By Bob Gordon

Located in Kingston, Frontenac Institution is a minimum-security federal prison that includes one of six prison farms operated by Corcan, the employment training arm of Corrections Services Canada (CSC). For more than 60 years, inmates have farmed its 360 hectares. The Kingston area is home to a cluster of CSC institutions that benefit directly from the low-cost eggs and milk produced at Frontenac, as do local food banks that receive food donations.

In 1999, Ducks Unlimited Canada – with the cooperation and support of CSC, Environment Canada and the Kingston Wetlands Working Group, a cooperative partnership of 11 organizations and agencies including the Kingston Field Naturalists – initiated the restoration of five wetlands on the property.
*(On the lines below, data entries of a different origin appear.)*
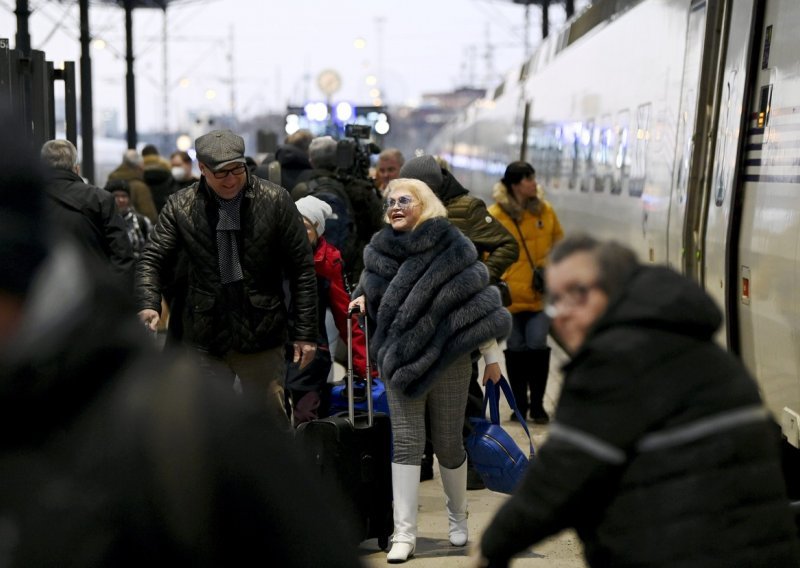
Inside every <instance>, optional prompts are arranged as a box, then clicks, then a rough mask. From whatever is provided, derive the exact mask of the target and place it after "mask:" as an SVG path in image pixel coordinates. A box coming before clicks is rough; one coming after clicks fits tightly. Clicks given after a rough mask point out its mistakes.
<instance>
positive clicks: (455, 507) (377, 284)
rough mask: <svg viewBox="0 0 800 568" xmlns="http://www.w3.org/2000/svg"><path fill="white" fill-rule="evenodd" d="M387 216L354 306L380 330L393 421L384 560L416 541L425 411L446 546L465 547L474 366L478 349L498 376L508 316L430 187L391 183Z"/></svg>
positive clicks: (473, 252) (386, 197) (379, 353)
mask: <svg viewBox="0 0 800 568" xmlns="http://www.w3.org/2000/svg"><path fill="white" fill-rule="evenodd" d="M386 222H387V223H389V225H388V226H386V227H385V228H383V229H381V230H380V231H378V232H377V233H376V234H375V236H374V237H373V238H372V241H371V242H370V244H369V245H367V248H365V249H364V272H363V273H362V275H361V281H360V282H359V286H358V289H357V290H356V292H355V296H356V299H355V300H353V302H352V303H351V307H354V306H357V307H358V309H359V311H360V312H362V313H364V312H366V314H367V325H372V326H374V328H375V331H374V333H373V334H372V338H371V344H370V348H371V349H372V351H373V352H374V353H375V354H376V362H377V364H378V369H379V371H380V376H381V377H383V380H384V381H385V382H386V392H387V399H388V401H389V413H390V415H391V418H392V420H391V422H392V440H393V456H392V496H393V500H394V534H393V536H392V543H393V544H392V548H391V550H390V551H389V554H388V556H387V560H388V561H389V562H390V563H400V562H405V561H406V560H407V559H408V558H410V557H411V556H413V555H414V550H415V548H416V542H417V505H418V498H419V483H420V462H421V460H422V453H423V449H424V446H425V409H426V406H427V408H428V409H429V412H430V425H431V438H432V440H433V450H434V452H435V453H436V457H437V458H438V460H439V471H440V473H441V476H442V486H443V488H444V492H445V497H446V506H447V512H448V521H449V536H450V543H451V544H452V545H453V546H465V545H466V543H467V540H468V529H467V454H466V451H465V450H464V441H463V437H462V427H463V424H464V408H465V406H466V404H467V392H468V389H469V381H470V375H471V371H472V364H471V359H470V354H471V353H472V352H473V351H475V350H477V349H480V352H481V354H482V355H483V356H484V360H485V362H486V369H485V371H484V376H483V382H484V384H485V383H486V382H487V381H489V380H491V381H498V380H500V365H499V363H498V359H499V356H500V353H499V347H498V346H497V340H499V339H502V338H503V337H505V335H506V334H507V333H508V331H509V329H510V326H511V316H510V315H509V313H508V312H507V311H506V310H505V309H504V308H503V306H502V304H501V302H500V294H499V292H498V291H497V289H496V288H494V287H491V286H489V271H488V270H487V269H486V265H484V264H483V263H482V262H480V261H479V260H478V254H477V251H476V250H475V246H474V245H473V244H472V242H470V240H469V239H467V237H465V236H464V234H463V233H462V232H461V231H459V230H458V229H457V228H456V227H454V226H453V225H452V224H451V223H450V222H449V221H448V220H447V210H446V209H445V207H444V205H442V202H441V201H439V199H438V198H437V197H436V195H434V193H433V191H432V190H431V189H430V188H429V187H428V186H427V185H426V184H425V183H423V182H421V181H419V180H415V179H403V178H400V179H396V180H393V181H392V182H390V183H389V185H388V186H387V188H386Z"/></svg>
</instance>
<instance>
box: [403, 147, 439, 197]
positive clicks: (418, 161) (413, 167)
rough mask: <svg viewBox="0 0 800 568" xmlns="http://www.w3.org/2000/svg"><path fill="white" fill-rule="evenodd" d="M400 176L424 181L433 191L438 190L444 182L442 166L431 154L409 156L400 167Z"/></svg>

The project allowed inmates to witness the revitalization of their natural landscape and contributed to the hands-on learning that makes the Frontenac project unique.

In March, CSC announced that the federal government would be phasing out its six Corcan farms across Ontario and the rest of Canada over a period of two years. The government proposes to divert the $4 million or so in operating costs to other training programs. Corcan acknowledges that the Frontenac Institution farm is in the black even if the prison farm program as a whole is in debt. Says Christa McGregor, senior media relations officer with CSC, “We determined that very few ex-inmates were obtaining work in agriculture.”
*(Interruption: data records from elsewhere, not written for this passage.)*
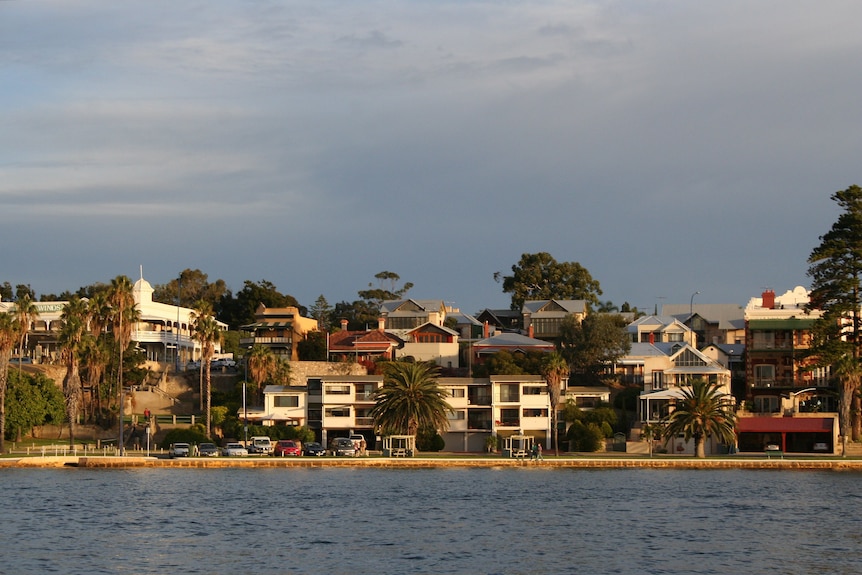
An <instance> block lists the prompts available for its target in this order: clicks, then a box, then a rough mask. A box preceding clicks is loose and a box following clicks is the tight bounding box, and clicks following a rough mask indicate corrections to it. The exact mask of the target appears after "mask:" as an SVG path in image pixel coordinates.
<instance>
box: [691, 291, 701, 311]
mask: <svg viewBox="0 0 862 575" xmlns="http://www.w3.org/2000/svg"><path fill="white" fill-rule="evenodd" d="M699 293H700V292H699V291H696V292H694V293H693V294H691V301H690V302H689V304H688V315H694V296H696V295H697V294H699Z"/></svg>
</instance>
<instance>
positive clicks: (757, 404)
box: [754, 395, 781, 413]
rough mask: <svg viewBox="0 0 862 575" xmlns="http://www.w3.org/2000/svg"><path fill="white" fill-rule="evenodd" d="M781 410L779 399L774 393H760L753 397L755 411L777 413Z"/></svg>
mask: <svg viewBox="0 0 862 575" xmlns="http://www.w3.org/2000/svg"><path fill="white" fill-rule="evenodd" d="M780 410H781V400H780V398H778V397H775V396H774V395H761V396H757V397H755V398H754V412H755V413H778V412H779V411H780Z"/></svg>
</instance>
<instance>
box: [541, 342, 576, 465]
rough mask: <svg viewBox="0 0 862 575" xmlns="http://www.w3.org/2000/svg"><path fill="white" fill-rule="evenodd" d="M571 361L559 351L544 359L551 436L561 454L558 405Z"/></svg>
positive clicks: (554, 450) (543, 375) (542, 367)
mask: <svg viewBox="0 0 862 575" xmlns="http://www.w3.org/2000/svg"><path fill="white" fill-rule="evenodd" d="M570 371H571V370H570V368H569V363H568V362H567V361H566V360H565V359H564V358H563V356H562V355H560V354H559V353H558V352H556V351H555V352H553V353H549V354H548V355H546V356H545V359H544V360H543V361H542V375H543V376H544V378H545V382H547V385H548V399H549V401H550V407H551V437H552V438H553V441H554V454H556V455H559V454H560V448H559V443H558V440H559V437H558V436H559V430H558V429H557V405H559V403H560V394H561V393H562V387H563V379H564V378H566V377H568V376H569V372H570Z"/></svg>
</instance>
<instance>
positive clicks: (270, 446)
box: [248, 435, 272, 455]
mask: <svg viewBox="0 0 862 575" xmlns="http://www.w3.org/2000/svg"><path fill="white" fill-rule="evenodd" d="M248 452H249V453H254V454H257V455H269V454H270V453H272V440H271V439H270V438H269V437H267V436H266V435H256V436H254V437H252V438H251V439H249V441H248Z"/></svg>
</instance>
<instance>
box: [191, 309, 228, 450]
mask: <svg viewBox="0 0 862 575" xmlns="http://www.w3.org/2000/svg"><path fill="white" fill-rule="evenodd" d="M191 319H192V329H193V332H194V333H193V336H192V337H194V338H195V339H196V340H198V341H199V342H200V344H201V371H202V373H203V374H204V379H205V381H206V407H205V410H204V413H205V414H206V420H207V436H208V437H209V436H210V435H212V414H211V413H210V411H211V403H212V374H211V371H210V360H212V357H213V355H214V354H215V345H216V343H220V342H221V337H222V332H221V328H220V327H219V325H218V322H217V321H216V319H215V317H213V312H212V305H211V304H210V303H208V302H206V301H204V300H201V301H199V302H198V303H197V304H196V305H195V308H194V311H193V312H192V317H191ZM201 395H203V393H202V394H201Z"/></svg>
Whether that is the point of the program, however, is an open question. Critics of the closures, including the Save Our Farms campaign, a group made up of individuals who have worked in the fields with the inmates, argue that agricultural training improves skills that can be transferred to other fields.

The groups protesting the closures hope to persuade Peter Van Loan, Minister of Public Safety (responsible for CSC), to visit Frontenac and review the closure plan before 2010.